Nie było lekko! Chociaż matematycznie na tym spotkaniu z prezydentem wynik mieliśmy lepszy niż poprzednio. Na 9 punktów. No bo to spotkanie w cztery oczy, a czerwonego wina tym razem pięć butelek... Dobrze nam się gadało. Było już dosyć późno, gdy zadzwonił brat prezydenta. Dziwił się, że tak długo rozmawiamy. A ja mówię: "O potwór! Potwór dzwoni!". Okazało się, iż usłyszał. No to powiedziałem mu, iż potwór, ale ciasteczkowy. Chyba się nie obraził. Może następnym razem trzeba będzie jakoś go pochwalić... Na przykład, że tygrys z niego. Tygrys papierowy.

Poniedziałek, 31.03.2008 r. 
Lechu z Gdańska jednak nie miał racji. Już parę miesięcy temu chciał, żebyśmy wszystkich chłopaków z PiS internowali... a teraz widać, że po dobroci też można się z nimi dogadać. Z rozmów w Juracie nie za wiele pamiętam, ale z tego, co widziałem w TVN, wynika, że chyba wszystko dokładnie ustaliliśmy. Zastosowana przeze mnie w czasie rozmów strategia miłości przyniosła dobre efekty! Jutro decydujące głosowanie w Sejmie.

Wtorek, 1.04.2008 r.
YES! YES! YES! Przeszło! Z owacjami na stojąco! Jutro jeszcze głosowanie w Senacie, ale już dziś możemy się pochwalić przed całym światem! Żartem zaproponowałem prezydentowi, że mógłby powtórzyć swój słynny meldunek: "Pani kanclerz, melduję wykonanie zadania!". Chyba go to nie rozśmieszyło, ale razem cieszyliśmy się, iż wszystko poszło zgodnie z planem. Dla Polaków to będą symboliczne, łatwe do zapamiętania daty! 13 grudnia traktat przyjęli szefowie unijnych państw. 1 kwietnia nasi posłowie przegłosowali ustawę zezwalającą na ratyfikację. Gdyby jeszcze prezydent poczekał z podpisem pod ratyfikacją do 22 lipca...

Środa, 2.04.2008 r.
Przez cały dzień przyjmuję gratulacje. Wszyscy są zachwyceni. "Polska jest przykładem dla innych krajów!" - sam Manuel (proszę nie mylić go z tym od margaryny) tak powiedział! Widać, że unijnym komisarzom spadł kamień z serca... Jednak jesteśmy dla nich ważni. Naprawdę się o nas martwili!
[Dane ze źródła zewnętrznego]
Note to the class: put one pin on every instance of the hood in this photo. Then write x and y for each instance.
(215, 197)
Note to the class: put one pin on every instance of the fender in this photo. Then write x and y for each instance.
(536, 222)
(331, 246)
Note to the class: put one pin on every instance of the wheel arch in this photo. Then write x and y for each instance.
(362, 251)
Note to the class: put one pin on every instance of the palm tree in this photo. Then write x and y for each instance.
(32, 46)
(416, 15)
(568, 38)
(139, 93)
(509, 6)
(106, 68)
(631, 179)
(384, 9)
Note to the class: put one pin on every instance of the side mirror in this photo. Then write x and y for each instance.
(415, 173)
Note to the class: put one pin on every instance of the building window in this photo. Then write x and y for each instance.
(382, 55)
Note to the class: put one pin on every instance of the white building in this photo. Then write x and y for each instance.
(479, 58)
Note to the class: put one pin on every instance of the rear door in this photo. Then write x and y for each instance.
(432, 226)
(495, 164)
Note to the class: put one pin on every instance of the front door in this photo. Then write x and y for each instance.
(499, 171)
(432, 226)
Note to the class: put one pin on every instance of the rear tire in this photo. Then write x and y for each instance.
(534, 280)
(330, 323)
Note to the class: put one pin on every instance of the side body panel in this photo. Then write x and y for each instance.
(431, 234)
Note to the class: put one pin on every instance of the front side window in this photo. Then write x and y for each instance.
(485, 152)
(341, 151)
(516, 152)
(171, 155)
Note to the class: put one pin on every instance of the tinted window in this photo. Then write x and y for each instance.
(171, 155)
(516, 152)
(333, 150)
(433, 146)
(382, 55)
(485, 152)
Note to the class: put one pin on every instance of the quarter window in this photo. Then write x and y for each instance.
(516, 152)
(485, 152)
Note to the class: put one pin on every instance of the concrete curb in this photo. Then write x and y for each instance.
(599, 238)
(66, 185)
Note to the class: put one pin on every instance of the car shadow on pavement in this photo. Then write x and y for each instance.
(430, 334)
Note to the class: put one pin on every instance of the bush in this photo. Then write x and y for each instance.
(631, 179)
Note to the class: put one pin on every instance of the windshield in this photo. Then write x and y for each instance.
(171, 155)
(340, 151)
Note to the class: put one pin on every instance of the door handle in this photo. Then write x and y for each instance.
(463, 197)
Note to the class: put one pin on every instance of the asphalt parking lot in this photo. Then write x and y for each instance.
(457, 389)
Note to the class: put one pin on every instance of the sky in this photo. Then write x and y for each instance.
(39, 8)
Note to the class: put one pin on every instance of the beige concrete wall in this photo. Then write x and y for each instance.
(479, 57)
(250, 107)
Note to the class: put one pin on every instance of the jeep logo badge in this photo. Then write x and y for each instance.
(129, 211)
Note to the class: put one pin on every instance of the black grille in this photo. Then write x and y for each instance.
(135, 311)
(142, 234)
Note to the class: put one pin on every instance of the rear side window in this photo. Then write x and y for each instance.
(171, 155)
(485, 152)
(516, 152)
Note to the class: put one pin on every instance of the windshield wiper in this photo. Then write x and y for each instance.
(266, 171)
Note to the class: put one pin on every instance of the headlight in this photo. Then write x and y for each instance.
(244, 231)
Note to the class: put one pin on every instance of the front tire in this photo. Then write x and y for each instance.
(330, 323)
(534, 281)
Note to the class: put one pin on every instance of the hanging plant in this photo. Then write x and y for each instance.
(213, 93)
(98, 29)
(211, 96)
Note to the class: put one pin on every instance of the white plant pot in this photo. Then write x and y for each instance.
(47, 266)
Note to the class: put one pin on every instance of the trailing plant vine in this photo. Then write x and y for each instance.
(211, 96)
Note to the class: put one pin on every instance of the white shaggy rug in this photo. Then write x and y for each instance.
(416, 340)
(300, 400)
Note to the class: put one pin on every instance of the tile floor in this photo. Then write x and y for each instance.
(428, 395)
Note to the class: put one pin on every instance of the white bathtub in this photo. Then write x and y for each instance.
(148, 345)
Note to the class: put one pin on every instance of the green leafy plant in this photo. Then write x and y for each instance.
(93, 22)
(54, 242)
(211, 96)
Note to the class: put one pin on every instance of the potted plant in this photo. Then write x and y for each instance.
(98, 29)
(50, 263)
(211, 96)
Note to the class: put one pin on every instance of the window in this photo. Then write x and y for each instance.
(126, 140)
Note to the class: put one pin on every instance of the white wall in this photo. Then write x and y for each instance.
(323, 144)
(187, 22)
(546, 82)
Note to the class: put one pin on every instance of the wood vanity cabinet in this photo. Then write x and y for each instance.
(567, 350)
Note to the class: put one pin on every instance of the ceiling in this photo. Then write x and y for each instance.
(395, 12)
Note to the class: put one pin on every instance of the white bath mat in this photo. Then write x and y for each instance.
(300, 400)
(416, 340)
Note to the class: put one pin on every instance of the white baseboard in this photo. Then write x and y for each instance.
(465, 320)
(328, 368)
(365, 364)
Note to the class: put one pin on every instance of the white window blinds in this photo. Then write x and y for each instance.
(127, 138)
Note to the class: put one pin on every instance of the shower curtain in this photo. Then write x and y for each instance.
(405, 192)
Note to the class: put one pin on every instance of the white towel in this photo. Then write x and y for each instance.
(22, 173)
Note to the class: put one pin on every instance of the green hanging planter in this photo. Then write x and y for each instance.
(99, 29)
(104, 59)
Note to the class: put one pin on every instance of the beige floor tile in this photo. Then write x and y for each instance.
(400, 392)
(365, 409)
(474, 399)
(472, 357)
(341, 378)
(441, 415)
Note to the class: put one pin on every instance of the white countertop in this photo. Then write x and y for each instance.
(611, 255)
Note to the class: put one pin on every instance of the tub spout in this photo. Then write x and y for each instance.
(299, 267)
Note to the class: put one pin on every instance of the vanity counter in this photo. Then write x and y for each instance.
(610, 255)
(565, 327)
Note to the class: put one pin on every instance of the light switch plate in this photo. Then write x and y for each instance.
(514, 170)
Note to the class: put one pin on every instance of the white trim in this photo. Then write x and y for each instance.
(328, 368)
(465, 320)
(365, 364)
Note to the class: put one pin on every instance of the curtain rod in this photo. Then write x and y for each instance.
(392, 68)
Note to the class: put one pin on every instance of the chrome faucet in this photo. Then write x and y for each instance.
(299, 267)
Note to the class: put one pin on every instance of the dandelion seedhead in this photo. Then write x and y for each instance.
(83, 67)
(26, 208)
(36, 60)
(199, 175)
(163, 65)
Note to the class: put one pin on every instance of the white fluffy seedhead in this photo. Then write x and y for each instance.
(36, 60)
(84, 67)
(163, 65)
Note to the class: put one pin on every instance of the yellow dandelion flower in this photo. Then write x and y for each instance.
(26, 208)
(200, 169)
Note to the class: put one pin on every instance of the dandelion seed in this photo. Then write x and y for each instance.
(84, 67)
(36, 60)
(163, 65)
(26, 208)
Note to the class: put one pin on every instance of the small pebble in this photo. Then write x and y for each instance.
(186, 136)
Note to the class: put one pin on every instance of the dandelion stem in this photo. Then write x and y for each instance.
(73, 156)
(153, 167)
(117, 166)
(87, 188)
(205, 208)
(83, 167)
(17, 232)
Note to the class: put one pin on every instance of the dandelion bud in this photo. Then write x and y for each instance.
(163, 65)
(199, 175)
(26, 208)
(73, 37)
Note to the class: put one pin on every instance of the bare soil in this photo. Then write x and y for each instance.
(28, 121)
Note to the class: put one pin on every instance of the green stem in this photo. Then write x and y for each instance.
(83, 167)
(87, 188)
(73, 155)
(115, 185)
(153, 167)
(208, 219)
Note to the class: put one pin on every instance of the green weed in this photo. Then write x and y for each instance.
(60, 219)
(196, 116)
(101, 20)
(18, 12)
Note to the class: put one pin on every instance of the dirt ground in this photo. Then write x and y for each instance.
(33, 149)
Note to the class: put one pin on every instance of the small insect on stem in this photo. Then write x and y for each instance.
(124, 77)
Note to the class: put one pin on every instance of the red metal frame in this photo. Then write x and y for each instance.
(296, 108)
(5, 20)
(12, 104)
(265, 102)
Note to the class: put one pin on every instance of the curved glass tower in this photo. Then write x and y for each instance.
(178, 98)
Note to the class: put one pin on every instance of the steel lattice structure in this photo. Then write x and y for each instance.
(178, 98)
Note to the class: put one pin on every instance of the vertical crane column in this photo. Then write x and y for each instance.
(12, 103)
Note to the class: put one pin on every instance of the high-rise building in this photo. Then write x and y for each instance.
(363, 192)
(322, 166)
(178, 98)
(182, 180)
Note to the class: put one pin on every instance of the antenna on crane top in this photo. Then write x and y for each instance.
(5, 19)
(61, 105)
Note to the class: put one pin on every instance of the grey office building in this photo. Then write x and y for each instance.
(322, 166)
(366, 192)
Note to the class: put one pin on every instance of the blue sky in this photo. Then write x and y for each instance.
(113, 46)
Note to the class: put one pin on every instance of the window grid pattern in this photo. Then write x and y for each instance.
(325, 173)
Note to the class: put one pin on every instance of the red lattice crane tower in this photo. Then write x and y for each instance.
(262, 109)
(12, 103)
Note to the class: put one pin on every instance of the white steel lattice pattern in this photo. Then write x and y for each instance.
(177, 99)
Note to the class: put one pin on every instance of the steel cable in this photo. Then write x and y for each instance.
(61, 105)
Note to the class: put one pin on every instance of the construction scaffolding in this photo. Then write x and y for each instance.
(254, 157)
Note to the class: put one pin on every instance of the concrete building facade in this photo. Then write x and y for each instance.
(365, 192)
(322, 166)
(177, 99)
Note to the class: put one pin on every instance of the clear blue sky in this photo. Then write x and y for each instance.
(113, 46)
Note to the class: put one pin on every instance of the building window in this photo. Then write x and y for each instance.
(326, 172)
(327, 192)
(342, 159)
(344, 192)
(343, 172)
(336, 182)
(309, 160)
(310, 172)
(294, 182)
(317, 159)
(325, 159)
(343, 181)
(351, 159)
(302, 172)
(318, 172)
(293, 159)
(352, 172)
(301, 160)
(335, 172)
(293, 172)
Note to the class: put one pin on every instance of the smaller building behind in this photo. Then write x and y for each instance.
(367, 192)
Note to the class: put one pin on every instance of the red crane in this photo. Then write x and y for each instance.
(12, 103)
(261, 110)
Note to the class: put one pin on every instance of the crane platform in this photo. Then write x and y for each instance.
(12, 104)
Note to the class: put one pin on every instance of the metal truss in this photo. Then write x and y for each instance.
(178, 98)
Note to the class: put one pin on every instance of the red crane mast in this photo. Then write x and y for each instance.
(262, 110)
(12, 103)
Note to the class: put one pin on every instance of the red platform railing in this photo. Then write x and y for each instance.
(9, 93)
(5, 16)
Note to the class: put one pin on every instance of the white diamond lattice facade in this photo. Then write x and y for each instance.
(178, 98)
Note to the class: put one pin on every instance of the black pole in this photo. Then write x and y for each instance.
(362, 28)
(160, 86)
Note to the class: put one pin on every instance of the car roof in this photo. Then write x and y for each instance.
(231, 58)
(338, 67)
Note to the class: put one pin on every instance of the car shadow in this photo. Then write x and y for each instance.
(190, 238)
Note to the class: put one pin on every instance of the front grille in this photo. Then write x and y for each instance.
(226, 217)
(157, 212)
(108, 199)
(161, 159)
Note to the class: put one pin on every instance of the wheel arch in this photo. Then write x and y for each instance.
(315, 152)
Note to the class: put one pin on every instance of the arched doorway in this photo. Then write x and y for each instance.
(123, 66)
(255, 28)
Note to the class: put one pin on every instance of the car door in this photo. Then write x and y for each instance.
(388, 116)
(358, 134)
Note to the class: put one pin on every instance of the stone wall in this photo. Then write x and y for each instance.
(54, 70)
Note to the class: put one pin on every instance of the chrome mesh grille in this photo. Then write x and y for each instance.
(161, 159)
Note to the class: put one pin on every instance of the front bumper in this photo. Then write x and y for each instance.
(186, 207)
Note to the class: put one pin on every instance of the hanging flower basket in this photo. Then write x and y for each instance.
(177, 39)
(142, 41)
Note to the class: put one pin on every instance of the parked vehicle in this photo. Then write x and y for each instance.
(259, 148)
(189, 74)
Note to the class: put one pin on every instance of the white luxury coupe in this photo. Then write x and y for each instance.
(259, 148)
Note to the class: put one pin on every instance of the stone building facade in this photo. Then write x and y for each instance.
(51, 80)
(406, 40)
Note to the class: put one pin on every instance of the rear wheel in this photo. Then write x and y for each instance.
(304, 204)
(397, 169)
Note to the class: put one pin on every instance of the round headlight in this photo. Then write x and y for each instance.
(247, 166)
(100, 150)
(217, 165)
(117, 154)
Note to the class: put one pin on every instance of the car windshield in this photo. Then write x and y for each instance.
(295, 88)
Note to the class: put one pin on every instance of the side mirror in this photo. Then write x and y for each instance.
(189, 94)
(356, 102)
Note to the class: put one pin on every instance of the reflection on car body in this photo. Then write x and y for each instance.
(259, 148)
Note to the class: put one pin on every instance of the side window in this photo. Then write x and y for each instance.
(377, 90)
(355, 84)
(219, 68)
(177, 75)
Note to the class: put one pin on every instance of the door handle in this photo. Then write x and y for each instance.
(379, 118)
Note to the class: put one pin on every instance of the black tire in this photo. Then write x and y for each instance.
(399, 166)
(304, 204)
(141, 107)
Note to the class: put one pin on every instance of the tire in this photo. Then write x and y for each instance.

Naprawdę nas lubią! Radek najbardziej cieszył się z tego, że nie będzie już musiał wysłuchiwać w Brukseli, jak to niby nawalamy, że jesteśmy unijnym dzieckiem specjalnej troski, czarną kaczką Europy itp. A w Senacie z głosowaniem też nie było problemu. 

Czwartek, 3.04.2008 r.

Jednak jest trochę tych cudaków w parlamencie! Ogłosili, że w sprawie traktatu lizbońskiego złożą wniosek do Trybunału Konstytucyjnego. Według nich, nie powinniśmy godzić się na ratyfikację. Rozmawiałem o tym z jednym ze znanych senatorów. Jeżeli nie wiemy, co jest w traktacie, to nie możemy mieć przekonania, że nie powinniśmy go podpisywać? To chyba logiczne? Trzeba było podpisać i tyle.

 

Sobota, 5.04.2008 r.
Pomysł Radka był genialny! Umówił się z Walterem, niemieckim szefem dyplomacji, że na szczycie NATO w Bukareszcie odegrają przed dziennikarzami coś na kształt bitwy pod Grunwaldem. Trochę się przestraszyłem, że awantura się z tego zrobi, ale Walter na wszystko się zgodził. Zabawa była fajna i Radek zaraz po inscenizacji zaprosił go do swojego dworku. Obiecał, że będzie zupa grzybowa i cielęcina w sosie z czarnych oliwek i suszonych pomidorów. W tej sytuacji zgodziłem się na przekroczenie kosztów reprezentacyjnych. 

Niedziela, 6.04.2008 r. 
Wrócił Janek z Krakowa. I od razu narobił problemów. Nazwał Radka "palantem", a potem ogłosił, że zorganizuje w internecie nową partię. Wtedy jak zwykle zdenerwował się Stefan i powiedział, że Janek jest szkodnikiem. Wyglądało to nie najlepiej, bo z Londynu chciał przyjechać Kazik, żeby razem z Jankiem napaść na Stefana i Radka, no i żeby tę nową partię tworzyć... Na szczęście Kazik przemyślał wszystko i stwierdził, że... najważniejsza jest praca. Jako dżentelmenowi zatrudnionemu w banku nie wypada mu brać udziału w partyjnych bójkach. I ma rację! Niech chłopak pracuje jak najdłużej!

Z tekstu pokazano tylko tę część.